CONGO SQUARE
Congo Square, on Rampart Street in New Orleans, is a place of special significance for lovers of modern American music. A statue of ‘Satchmo’ stands in what is now called Louis Armstrong Park, near the Municipal Auditorium, and this location is the birthplace of The New Orleans Jazz and Heritage Festival. Back in the 50s, Cosimo Matassa‘s little J&M Studio across the street resounded to the music that made the world dance, as Roy Brown, Fats Domino and Smiley Lewis made their rocking records and Allen Toussaint, Dave Bartholomew and side-men like Dr. John and Earl Palmer learned their trade. Almost two Centuries previously, a different but equally spectacular kind of musical performance took place in Congo Square that brought tourists to New Orleans’ Vieux Carré, much as it does today.
Many instruments of African origin were played there, not just the wide variety of drums, although it was the massed drumming and wild dancing that became a tourist attraction.

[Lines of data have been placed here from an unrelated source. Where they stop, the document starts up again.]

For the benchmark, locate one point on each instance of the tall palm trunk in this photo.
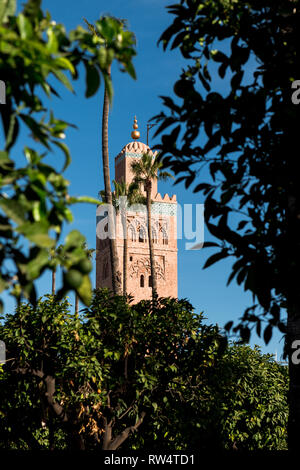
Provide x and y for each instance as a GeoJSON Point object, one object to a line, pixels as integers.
{"type": "Point", "coordinates": [76, 304]}
{"type": "Point", "coordinates": [125, 250]}
{"type": "Point", "coordinates": [151, 248]}
{"type": "Point", "coordinates": [105, 158]}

Stringed instruments like the ‘bania’, a three or four-stringed Senegalese lute with a calabash ‘body’, a pre-cursor of the banjo; the ‘balafon’, a wooden marimba; reed flutes and ‘quills’, and ‘one-string fiddles’ played with a bow, were among the many imported instruments to bring African melodies to New Orleans. Although the international slave trade was abolished in the early 1800s, illegal trading went on up to the Civil War, so for almost a hundred years melodies from all over West and Central Africa might have first reached American ears at Congo Square. During the rise of ‘Minstrel Music’ in the 1830s, with ‘blackface’ performers singing popular songs like ‘Jump Jim Crow’, a typical band might comprise banjo, fiddle, tambourine and ‘bones’ (polished sheep ribs), which is very close to the African ‘bania’, ‘soku’ (a bowed one-string ‘chordophone’), gourd drum and ‘bones’.